Et le jeune homme quitta la pièce, excédé. Traversant, une dernière fois l’Académie il sortit contrarié de cette dernière. Il partait rejoindre ses parents qui devaient l’attendre. Qu’allait encore inventé son père pour l’occasion ? Un frisson d’angoisse le parcouru. Sa journée était réellement interminable.

Il utilisa le shunpo pour se réfugier dans les quartiers du Rukongaï se trouvant près du grand lac. Pourtant, il se rendit compte qu’ils étaient suivit. Il pesta contre ses loup-garous trop entreprenants… Il savait que certains voulaient forcés de jeune loup-garous avant leur première pleine même au risque de se mettre au ban de la société.

Ichigo quitta les lieux qu’il pensait paisible et se dirigea vers la demeure de ses parents. A peine entrer, il vit le regard moqueur de son père posé sur lui.

–         Alors fils ! Tes journées doivent bien remplis actuellement…

–         Ne te moque pas, c’est suffisamment pénible comme cela !

–         T’es toujours en train de te plaindre… Marmonna Karin en ayant un regard de dédain vers son frère. J’m’demande d’ailleurs ce qu’ils te trouvent !

–         Je le trouve très séduisant Nii-sama moi.

Les yeux de Yuzu brillaient de milliers d’étoiles. Mazaki observa son fils avec le sourire.

–         Les choses se calmeront une fois que tu auras trouver celle ou celui qui sera ton partenaire.

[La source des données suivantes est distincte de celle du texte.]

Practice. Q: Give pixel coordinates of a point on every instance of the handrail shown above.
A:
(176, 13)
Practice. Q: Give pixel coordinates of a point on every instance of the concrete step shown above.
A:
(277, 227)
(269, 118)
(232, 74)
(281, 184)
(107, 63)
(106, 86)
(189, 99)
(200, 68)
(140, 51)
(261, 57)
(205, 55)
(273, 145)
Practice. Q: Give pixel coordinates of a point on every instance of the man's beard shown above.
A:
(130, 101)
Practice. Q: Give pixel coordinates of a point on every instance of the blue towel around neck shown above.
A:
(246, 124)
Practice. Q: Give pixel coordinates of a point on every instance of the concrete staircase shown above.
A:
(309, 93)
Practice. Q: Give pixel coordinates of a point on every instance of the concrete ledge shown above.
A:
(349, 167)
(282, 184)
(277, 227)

–         J’ai pas franchement envie d’en parler… Tu te rends compte que… c’est carrément la foire d’empoigne…

Isshin s’était accoudé au shoji et observa son fils avec un regard moqueur.

–         Et tu n’imagines même pas l’agitation au Goteï13 te concernant. Ils sont tous énervés car tu te trouves dans les locaux de l’Académie et ils ont peur que tu ne choisisses un élève ou un professeur…

–         Pourquoi ?

Ichigo quitta les lieux excédés. Son père le suivit nonchalant :

–         Parce ce que tu as une aura particulière… et ta force même si elle n’est pas encore révélée les attirent comme des abeilles autour d’un pot de miel. Plus tu es puissant… plus tu es charismatique… en plus de ton parfum évidemment ! Et ce qui ne gâche rien… c’est que tu es un beau jeune homme ! Bref, tu es le loup-garou le plus convoité de toute la Soul Society… après Aïzen et Kuchiki… je dirai… quoique Kuchiki a une partenaire à présent, donc intouchable.

–         Connerie !

Isshin éclata de rire et fila une claque dans le dos de son fils.

–         Ta mère a fait faire un dîner spécial pour toi ce soir… alors, soit gentil avec elle au moins. Elle attendait ton anniversaire mais pas pour les mêmes raisons que les autres… alors, n’oublie pas de lui faire plaisir.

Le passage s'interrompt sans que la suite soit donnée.